Processo omicidio Lele Scieri. L’avvocata: «È tempo che cadano i suoi assassini»

«Ricordate che in tutti i tempi ci sono stati tiranni e assassini e che, per un certo periodo, sono sembrati invincibili, ma alla fine, cadono sempre, sempre». È da un aforisma del mahatma Gandhi che ha preso spunto l’avvocata Alessandra Furnari nella sua discussione durante il processo per l’omicidio volontario aggravato di Emanuele Scieri, il parà siracusano 26enne in servizio militare trovato cadavere nell’agosto del 1999 all’interno della caserma Gamerra di Pisa. «Adesso, è tempo che cadano gli assassini di Emanuele», ha aggiunto la legale che, insieme al collega Ivan Albo, assiste la mamma (Isabella Guarino) e il fratello (Francesco) di Scieri. Entrambi presenti in aula durante l’udienza insieme anche a un gruppo di amici del parà siracusano e a Carlo Garozzo, il presidente dell’associazione Giustizia per Lele che non è stata ammessa come parte civile nel processo. Imputati sono i due ex caporali Alessandro Panella e Luigi Zabara. Per loro, il procuratore Alessandro Crini ha chiesto la condanna rispettivamente a 24 anni e 21 anni, riconoscendo le attenuanti generiche. Nel procedimento con il rito abbreviato,invece, sono stati assolti in primo grado il sottufficiale dell’esercito Andrea Antico – anche lui accusato di omicidio – e gli ex ufficiali della Folgore Enrico Celentano e Salvatore Romondia, per il reato di favoreggiamento. Il processo d’appello dovrebbe iniziare a giugno.

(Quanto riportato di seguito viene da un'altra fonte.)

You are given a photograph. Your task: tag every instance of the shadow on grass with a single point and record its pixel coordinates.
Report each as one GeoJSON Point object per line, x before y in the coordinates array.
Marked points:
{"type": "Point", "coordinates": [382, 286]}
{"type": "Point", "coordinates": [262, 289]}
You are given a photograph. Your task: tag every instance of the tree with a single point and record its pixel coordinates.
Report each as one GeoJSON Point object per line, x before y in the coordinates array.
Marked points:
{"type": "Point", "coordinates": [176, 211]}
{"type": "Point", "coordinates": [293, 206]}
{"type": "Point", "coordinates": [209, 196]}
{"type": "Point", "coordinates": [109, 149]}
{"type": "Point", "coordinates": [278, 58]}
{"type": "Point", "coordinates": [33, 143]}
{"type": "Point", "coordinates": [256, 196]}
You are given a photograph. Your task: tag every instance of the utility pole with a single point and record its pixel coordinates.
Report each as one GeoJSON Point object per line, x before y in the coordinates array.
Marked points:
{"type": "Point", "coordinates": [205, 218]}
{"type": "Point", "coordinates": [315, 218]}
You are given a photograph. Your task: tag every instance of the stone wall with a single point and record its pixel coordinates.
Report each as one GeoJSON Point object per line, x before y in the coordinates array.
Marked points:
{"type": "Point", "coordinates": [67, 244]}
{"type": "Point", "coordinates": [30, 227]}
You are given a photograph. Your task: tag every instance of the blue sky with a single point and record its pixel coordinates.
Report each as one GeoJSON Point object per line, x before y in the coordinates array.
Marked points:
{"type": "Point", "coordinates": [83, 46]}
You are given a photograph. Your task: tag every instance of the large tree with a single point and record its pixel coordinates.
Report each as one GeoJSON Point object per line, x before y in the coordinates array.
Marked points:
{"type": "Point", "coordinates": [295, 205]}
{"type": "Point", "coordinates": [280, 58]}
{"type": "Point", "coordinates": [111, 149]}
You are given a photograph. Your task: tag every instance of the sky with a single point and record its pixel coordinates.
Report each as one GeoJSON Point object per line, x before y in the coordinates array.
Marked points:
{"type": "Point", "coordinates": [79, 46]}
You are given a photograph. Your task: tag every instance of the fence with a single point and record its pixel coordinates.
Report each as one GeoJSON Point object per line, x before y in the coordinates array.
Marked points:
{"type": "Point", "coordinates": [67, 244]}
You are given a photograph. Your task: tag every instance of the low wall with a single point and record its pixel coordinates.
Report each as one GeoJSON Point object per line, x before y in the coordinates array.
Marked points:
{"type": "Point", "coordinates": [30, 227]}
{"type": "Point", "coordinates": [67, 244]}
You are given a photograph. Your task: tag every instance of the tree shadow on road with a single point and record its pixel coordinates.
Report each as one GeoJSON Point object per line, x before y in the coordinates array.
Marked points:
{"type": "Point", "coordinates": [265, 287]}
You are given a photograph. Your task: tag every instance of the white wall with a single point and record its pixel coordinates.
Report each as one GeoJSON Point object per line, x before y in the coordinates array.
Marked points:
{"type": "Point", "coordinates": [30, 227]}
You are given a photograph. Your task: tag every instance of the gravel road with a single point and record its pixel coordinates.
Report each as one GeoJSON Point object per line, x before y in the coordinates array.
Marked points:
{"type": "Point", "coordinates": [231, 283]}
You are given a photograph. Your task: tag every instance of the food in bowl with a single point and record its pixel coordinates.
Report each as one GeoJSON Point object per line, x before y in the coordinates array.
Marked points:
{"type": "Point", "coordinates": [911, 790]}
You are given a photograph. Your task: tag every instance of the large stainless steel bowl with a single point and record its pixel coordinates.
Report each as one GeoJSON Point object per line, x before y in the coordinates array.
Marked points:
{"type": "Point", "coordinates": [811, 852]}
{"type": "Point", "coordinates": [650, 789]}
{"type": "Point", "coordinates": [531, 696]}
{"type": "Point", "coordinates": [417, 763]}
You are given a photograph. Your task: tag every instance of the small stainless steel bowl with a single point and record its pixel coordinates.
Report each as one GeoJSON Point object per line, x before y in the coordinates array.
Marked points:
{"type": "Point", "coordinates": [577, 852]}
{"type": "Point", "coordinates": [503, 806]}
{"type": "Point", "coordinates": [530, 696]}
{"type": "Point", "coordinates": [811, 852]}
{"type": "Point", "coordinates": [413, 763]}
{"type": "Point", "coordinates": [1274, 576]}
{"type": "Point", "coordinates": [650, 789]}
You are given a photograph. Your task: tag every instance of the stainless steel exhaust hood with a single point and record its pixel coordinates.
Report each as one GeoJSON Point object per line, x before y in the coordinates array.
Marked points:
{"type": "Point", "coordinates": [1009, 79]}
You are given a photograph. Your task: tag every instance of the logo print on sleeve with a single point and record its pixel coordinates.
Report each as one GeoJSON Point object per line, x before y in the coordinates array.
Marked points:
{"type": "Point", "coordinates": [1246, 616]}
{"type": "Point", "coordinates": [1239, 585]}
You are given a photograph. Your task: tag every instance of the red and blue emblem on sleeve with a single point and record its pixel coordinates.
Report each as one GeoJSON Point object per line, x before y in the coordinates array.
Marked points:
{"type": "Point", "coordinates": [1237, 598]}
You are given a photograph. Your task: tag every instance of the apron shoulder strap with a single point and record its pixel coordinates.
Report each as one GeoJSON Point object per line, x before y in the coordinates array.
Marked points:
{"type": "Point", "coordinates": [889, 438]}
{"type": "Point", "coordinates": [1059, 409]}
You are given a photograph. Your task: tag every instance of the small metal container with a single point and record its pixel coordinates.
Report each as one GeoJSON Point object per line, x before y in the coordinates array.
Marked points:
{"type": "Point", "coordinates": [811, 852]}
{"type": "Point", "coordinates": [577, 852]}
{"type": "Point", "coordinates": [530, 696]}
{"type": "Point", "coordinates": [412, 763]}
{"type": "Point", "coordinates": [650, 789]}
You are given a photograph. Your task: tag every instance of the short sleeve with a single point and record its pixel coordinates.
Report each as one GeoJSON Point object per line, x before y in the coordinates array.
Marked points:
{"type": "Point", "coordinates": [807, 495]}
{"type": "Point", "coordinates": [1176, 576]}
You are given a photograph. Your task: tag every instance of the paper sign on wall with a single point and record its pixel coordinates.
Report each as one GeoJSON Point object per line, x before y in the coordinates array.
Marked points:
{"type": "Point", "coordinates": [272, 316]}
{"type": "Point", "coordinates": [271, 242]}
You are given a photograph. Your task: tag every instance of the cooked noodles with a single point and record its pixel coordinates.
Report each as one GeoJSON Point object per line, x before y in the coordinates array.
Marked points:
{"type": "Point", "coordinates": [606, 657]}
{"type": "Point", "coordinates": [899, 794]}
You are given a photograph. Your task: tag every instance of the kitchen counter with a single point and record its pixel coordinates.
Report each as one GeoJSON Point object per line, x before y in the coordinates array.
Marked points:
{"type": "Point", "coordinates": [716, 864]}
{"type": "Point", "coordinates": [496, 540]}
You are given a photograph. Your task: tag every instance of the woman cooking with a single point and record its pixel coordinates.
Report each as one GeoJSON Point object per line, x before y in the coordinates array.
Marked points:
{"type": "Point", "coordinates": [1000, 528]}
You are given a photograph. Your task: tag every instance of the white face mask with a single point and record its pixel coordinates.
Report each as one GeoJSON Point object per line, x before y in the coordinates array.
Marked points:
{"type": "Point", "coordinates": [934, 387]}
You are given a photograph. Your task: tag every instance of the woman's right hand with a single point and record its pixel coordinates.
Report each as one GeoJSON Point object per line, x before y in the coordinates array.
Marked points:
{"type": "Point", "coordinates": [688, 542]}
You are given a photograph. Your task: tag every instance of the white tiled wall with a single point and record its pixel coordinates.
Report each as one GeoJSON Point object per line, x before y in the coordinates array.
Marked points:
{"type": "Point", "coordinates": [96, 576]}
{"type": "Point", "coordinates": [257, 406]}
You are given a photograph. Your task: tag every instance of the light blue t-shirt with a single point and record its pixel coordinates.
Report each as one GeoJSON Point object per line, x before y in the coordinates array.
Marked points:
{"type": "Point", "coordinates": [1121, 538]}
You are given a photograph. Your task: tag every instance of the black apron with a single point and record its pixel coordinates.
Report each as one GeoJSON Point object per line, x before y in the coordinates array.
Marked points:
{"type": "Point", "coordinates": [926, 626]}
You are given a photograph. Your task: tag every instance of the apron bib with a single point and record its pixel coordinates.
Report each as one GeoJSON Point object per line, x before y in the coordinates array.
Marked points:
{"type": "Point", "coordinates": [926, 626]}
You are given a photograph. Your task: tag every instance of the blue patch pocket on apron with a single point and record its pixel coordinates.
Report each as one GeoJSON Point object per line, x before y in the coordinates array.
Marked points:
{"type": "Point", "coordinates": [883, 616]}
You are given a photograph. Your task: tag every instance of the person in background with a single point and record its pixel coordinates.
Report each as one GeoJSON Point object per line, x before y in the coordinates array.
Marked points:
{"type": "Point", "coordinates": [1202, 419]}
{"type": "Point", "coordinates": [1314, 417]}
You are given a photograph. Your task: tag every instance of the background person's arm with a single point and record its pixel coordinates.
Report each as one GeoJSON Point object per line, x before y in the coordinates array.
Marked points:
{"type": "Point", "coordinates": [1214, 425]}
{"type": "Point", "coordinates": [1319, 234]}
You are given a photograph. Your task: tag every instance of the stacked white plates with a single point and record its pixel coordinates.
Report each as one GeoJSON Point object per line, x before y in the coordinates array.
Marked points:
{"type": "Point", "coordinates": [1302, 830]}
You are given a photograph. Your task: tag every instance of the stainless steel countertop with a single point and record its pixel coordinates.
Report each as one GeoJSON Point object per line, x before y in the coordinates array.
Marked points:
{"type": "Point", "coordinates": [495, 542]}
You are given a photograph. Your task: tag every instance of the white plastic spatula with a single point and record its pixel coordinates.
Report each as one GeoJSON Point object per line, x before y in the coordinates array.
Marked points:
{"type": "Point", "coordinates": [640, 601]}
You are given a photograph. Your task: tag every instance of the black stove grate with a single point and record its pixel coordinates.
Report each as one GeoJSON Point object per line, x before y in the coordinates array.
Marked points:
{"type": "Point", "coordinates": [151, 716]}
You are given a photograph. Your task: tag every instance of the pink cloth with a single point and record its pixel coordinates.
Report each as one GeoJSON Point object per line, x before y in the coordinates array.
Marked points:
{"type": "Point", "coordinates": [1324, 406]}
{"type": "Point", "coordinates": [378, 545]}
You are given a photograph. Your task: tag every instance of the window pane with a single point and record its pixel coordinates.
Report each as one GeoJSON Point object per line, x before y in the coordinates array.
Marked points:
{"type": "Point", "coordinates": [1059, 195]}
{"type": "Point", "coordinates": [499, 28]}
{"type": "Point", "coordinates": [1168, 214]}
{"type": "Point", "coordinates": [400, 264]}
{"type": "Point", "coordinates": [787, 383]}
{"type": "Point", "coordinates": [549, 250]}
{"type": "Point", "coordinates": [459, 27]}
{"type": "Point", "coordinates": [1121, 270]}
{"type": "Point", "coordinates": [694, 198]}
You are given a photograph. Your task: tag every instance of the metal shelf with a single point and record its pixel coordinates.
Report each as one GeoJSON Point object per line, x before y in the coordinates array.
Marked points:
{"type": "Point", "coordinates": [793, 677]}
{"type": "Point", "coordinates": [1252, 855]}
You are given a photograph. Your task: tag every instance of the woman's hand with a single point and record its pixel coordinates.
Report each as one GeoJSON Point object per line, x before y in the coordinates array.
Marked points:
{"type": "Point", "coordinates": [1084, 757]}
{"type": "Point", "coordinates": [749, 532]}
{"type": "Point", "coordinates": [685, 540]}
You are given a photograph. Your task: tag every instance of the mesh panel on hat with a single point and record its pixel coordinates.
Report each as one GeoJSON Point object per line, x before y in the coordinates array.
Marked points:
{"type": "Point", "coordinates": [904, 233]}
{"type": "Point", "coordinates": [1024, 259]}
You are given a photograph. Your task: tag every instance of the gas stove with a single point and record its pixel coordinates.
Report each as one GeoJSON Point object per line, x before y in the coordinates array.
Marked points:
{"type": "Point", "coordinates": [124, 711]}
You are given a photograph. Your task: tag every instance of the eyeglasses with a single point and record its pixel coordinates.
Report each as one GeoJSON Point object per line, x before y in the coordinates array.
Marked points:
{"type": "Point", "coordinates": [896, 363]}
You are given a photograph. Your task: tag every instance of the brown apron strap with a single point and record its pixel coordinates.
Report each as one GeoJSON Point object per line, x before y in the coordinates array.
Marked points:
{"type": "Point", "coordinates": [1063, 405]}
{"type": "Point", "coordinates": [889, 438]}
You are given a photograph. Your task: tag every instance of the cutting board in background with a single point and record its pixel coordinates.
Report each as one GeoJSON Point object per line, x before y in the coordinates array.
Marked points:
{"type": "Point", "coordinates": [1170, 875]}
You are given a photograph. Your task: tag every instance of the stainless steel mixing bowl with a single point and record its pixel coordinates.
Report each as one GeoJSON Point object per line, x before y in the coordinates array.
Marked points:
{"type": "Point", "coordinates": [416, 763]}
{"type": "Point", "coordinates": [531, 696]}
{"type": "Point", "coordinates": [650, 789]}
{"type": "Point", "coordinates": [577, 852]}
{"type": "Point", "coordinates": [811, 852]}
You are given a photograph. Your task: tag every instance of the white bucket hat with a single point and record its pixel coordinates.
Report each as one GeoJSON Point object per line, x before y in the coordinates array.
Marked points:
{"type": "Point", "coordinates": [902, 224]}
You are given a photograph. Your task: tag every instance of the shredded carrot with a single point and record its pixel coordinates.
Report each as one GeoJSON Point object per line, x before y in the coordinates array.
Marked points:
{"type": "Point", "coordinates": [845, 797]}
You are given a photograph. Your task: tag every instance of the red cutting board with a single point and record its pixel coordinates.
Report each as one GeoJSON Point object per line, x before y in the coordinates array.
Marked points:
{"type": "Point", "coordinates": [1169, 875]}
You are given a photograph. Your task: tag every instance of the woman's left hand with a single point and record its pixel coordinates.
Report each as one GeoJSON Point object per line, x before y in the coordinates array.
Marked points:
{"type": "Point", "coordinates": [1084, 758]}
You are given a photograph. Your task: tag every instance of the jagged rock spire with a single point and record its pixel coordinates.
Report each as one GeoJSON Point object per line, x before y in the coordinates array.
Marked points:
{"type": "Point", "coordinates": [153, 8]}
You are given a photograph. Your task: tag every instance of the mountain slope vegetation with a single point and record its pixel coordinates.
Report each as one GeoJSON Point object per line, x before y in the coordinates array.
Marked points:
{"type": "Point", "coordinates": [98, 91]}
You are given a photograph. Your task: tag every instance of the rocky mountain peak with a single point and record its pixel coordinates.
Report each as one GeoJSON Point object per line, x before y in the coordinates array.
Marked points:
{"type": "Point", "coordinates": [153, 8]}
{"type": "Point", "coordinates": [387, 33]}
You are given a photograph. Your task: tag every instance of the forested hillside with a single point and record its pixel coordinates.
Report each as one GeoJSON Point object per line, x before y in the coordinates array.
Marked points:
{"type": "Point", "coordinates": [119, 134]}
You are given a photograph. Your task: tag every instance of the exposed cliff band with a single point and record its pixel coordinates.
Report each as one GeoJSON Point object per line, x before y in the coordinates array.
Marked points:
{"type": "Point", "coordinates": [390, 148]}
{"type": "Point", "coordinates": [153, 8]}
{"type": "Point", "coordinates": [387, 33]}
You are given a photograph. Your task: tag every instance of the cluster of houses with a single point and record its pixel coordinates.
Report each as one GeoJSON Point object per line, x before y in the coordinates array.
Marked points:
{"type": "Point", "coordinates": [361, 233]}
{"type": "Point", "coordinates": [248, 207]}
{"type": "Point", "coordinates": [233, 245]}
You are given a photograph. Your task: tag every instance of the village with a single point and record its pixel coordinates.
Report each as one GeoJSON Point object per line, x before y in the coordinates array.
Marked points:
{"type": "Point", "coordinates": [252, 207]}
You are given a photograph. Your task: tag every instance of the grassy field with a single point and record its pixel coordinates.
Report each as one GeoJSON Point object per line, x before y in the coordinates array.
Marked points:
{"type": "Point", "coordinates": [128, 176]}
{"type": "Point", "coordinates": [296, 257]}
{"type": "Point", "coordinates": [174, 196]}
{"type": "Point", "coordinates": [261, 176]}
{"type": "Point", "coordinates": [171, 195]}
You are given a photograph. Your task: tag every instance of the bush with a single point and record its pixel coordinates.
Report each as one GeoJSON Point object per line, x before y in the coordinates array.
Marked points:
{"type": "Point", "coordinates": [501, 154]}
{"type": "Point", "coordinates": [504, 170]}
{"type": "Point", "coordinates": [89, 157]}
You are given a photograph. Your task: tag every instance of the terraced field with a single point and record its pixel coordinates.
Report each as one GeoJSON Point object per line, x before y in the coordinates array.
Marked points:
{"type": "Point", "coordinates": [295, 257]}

A ricostruire tutti i fatti con meticolosità in più di tre ore di discussione è stato l’avvocato Ivan Albo. Per ripercorrere i luoghi della caserma e, in particolare la zona ai piedi della torretta di asciugatura dei paracadute dove il corpo senza vita di Scieri fu ritrovato tre giorni dopo la morte, ha mostrato delle immagini da Google Maps. Una linea rossa tracciata per guardare dall’alto il percorso che avrebbe compiuto il parà. E la ricostruzione del suo stato d’animo quando avrebbe incrociato i tre che sono accusati di averlo ammazzato. Poi un video per mostrare il motivo per cui il 26enne si sarebbe arrampicato su quella scaletta, dopo avere già subito le violenze e dopo essersi rivestito. «Tutte le altre vie di uscita sono occupate, Scieri si può muovere solo verso l’alto». Alla fine delle loro discussioni, gli avvocati di parte civile hanno avanzato una richiesta di condanna secondo le pene di legge e di risarcimento economico.

«In Italia – ha aggiunto l’avvocata Furnari – le cose cambiano quando non si possono più nascondere». E, dopo la morte di Scieri, di cose ne sono cambiate. Prima tra tutte, la fine dell’obbligo del servizio militare. Inizialmente archiviato come suicidio, il caso del parà siracusano è stato riaperto dopo la relazione finale della commissione parlamentare d’inchiesta. Le indagini, per un periodo, sono state portate avanti su un binario parallelo dalla giustizia ordinaria e da quella militare. E ci è voluta la pronuncia della Corte di Cassazione a risolvere il conflitto a favore del tribunale di Pisa dove ancora adesso è in corso il processo. Nel corso della prossima udienza, che è già stata fissata per l’8 giugno, la parola passerà agli avvocati delle difese. La sentenza, poi, è attesa per metà dello stesso mese.